All solar panel setups require a charge controller. This is the device that mediates the power flow between the solar panel and the battery, keeping the panel from overcharging the battery, and ensuring electricity doesn’t flow into the panel at night when the panel voltage drops. We recommend getting a charge controller that also includes undervoltage protection, or ‘low-voltage cutoff’, to further protect the battery from getting overly drained by the receiver, or ‘load’. If your charge controller does not have undervoltage protection, a separate device should be used between the battery and load. See undervoltage protection for more details.
The charge controller most often used by Birds Canada is the MorningStar SunSaver SS-10L-12V. This can charge a 12-volt battery with up to 10 Amps of current and includes a low-voltage cutoff. These have proven robust and longer-lasting than cheaper models, but they can still fail so it’s always important to have spares around.
The main issue is that if the power happens to cut out when the receiver is writing to its storage, it could corrupt the storage and prevent the receiver from ever booting back up.
Some sites have AC power available, but there may be problematic power outages.

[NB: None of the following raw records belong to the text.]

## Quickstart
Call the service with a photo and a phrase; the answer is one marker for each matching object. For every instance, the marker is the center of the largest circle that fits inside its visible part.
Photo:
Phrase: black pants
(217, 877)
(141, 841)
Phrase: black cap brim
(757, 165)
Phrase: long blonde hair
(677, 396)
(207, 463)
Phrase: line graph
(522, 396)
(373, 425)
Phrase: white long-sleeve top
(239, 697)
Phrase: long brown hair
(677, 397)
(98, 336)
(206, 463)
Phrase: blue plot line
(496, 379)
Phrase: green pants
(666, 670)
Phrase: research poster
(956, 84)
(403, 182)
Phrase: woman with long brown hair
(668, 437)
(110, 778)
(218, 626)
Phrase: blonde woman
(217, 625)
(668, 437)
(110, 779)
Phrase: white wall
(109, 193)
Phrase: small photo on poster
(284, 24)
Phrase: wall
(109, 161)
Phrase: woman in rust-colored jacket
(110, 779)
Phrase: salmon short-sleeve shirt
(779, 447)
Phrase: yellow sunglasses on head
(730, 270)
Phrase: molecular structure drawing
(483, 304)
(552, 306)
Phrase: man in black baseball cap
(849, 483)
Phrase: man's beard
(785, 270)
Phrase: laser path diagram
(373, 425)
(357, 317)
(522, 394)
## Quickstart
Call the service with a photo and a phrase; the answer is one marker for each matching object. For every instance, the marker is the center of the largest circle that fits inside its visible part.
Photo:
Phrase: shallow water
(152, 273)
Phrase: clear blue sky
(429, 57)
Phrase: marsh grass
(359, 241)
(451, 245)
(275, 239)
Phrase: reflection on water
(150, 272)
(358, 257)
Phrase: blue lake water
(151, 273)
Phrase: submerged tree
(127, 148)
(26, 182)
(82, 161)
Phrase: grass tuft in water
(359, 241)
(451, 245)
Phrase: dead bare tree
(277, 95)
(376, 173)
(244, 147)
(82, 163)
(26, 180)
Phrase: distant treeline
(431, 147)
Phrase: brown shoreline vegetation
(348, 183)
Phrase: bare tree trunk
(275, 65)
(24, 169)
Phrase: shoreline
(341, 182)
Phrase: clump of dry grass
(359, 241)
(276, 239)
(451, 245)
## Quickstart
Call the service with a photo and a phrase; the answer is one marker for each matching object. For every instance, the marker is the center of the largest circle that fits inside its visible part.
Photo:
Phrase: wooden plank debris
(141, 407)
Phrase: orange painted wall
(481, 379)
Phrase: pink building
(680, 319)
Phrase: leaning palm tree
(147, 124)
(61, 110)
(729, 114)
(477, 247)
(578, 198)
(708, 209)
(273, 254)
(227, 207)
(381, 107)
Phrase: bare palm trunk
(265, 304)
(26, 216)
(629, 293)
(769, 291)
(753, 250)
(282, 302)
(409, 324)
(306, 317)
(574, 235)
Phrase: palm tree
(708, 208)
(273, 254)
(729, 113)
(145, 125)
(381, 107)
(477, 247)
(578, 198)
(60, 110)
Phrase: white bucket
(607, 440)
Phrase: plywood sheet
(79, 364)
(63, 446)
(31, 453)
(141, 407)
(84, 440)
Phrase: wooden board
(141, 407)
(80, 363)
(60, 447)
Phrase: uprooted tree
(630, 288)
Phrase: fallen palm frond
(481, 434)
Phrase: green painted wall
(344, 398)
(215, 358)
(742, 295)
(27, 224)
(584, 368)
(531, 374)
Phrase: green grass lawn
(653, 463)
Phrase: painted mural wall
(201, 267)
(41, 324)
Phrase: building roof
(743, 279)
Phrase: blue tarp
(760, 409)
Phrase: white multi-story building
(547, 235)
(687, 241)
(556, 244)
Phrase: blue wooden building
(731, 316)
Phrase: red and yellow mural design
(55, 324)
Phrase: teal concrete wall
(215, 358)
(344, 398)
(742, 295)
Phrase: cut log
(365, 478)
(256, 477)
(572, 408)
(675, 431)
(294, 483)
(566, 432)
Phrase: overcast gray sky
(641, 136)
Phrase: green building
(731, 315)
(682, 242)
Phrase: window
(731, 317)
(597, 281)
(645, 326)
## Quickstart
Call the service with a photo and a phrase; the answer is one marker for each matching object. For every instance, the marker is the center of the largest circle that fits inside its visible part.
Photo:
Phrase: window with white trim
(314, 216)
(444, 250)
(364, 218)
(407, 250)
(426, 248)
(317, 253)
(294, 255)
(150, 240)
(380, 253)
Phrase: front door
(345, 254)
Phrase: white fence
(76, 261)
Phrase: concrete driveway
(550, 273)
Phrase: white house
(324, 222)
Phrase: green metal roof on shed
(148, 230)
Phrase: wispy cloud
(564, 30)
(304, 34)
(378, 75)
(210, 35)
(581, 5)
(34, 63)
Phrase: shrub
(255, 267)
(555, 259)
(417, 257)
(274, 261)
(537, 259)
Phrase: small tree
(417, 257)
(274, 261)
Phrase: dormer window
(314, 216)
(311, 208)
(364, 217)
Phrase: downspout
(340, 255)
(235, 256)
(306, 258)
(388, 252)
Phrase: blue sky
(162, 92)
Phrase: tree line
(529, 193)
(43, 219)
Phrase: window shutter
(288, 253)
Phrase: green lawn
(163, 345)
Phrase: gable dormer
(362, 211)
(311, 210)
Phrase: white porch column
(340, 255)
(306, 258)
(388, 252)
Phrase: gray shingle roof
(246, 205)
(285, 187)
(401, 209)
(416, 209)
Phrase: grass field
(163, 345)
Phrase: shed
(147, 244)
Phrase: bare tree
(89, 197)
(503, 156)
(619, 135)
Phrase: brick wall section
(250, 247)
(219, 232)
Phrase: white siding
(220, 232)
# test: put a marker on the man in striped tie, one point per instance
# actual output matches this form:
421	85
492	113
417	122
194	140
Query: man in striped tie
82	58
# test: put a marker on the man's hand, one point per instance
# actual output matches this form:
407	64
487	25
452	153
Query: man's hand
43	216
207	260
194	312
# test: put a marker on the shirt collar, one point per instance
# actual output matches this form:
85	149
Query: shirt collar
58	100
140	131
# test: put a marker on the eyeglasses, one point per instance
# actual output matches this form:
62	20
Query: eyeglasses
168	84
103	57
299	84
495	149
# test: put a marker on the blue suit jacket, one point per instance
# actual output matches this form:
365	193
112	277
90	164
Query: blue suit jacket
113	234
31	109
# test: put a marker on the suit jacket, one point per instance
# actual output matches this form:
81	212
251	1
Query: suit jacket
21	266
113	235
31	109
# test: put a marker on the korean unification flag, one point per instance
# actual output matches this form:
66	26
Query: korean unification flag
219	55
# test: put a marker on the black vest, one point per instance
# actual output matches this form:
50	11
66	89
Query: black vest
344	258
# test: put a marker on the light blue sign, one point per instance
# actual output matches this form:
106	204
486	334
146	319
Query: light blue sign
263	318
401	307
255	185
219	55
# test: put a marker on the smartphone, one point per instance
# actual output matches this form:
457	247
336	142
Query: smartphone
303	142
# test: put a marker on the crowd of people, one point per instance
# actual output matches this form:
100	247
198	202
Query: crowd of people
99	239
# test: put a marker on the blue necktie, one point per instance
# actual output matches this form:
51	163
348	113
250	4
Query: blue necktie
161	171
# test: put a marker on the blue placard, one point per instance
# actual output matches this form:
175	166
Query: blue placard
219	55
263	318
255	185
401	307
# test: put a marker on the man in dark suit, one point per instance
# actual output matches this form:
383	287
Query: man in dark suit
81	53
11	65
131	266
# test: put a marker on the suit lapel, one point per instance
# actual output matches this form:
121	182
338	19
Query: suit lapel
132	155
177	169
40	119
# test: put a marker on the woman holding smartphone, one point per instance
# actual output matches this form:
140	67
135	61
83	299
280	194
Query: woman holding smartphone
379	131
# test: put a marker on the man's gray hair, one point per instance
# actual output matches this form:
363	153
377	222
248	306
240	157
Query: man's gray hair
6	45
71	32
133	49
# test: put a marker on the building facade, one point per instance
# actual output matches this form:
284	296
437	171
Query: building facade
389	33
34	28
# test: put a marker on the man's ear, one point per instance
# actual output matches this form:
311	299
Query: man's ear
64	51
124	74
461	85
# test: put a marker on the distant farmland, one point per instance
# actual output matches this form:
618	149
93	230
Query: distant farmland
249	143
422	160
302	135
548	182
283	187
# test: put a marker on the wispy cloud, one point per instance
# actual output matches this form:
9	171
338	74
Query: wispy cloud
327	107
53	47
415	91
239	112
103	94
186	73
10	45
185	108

To get around this, you will need an uninterruptible power supply -- or UPS. They come in various shapes and sizes, based on the device being used and the amount of power you intend on drawing.
A generic UPS is commonly available at local electronics stores as they are often used to protect databases and servers. The ratings of UPS can be difficult to interpret, so its important to look at the spec sheet to identify how long it lasts while under load. Usually, it's reported as the number of minutes under full and half load which can be used to calculated the length of time the receiver will last based on the expected load of the receiver. Motus receivers use very little power (usually less than 5 Watts) so you can expect it to last much longer than what is typically advertised.
For example, a UPS on Amazon is rated for 510 Watts and it has a spec sheet that says it lasts for 6 minutes while under half load. That means the battery has a theoretical capacity of (255 Watts) * (0.1 hours) = 25.5 Watt-hours (Wh). That means you can expect a 5 Watt load to last 25.5 Wh / 5 W = 5.1 hours (in theory, probably less in reality).
If you can find the manufacturer specifications you should be able to get more accurate results by using the battery hardware specifications. For example, the CyberPower SX950U-FC has the battery size in the spefications listed as (12 Volts) * (7.2 Amp-hours) = 86.4 Watt-hours. That means a 5 Watt load would last 86.4 Wh / 5 W = 17.28 hours (probably less due to conversion losses).
The nice thing about getting a generic UPS is that nearly all of them also have surge protectors which is important when you have an unreliable AC power supply. However, it's a good idea to test any system if the battery capacity is an important factor in your purchasing decision.
Raspberry-pi based SensorGnomes can use a UPS HAT, but these systems have not been adequately tested so aren't recommended for regular deployments.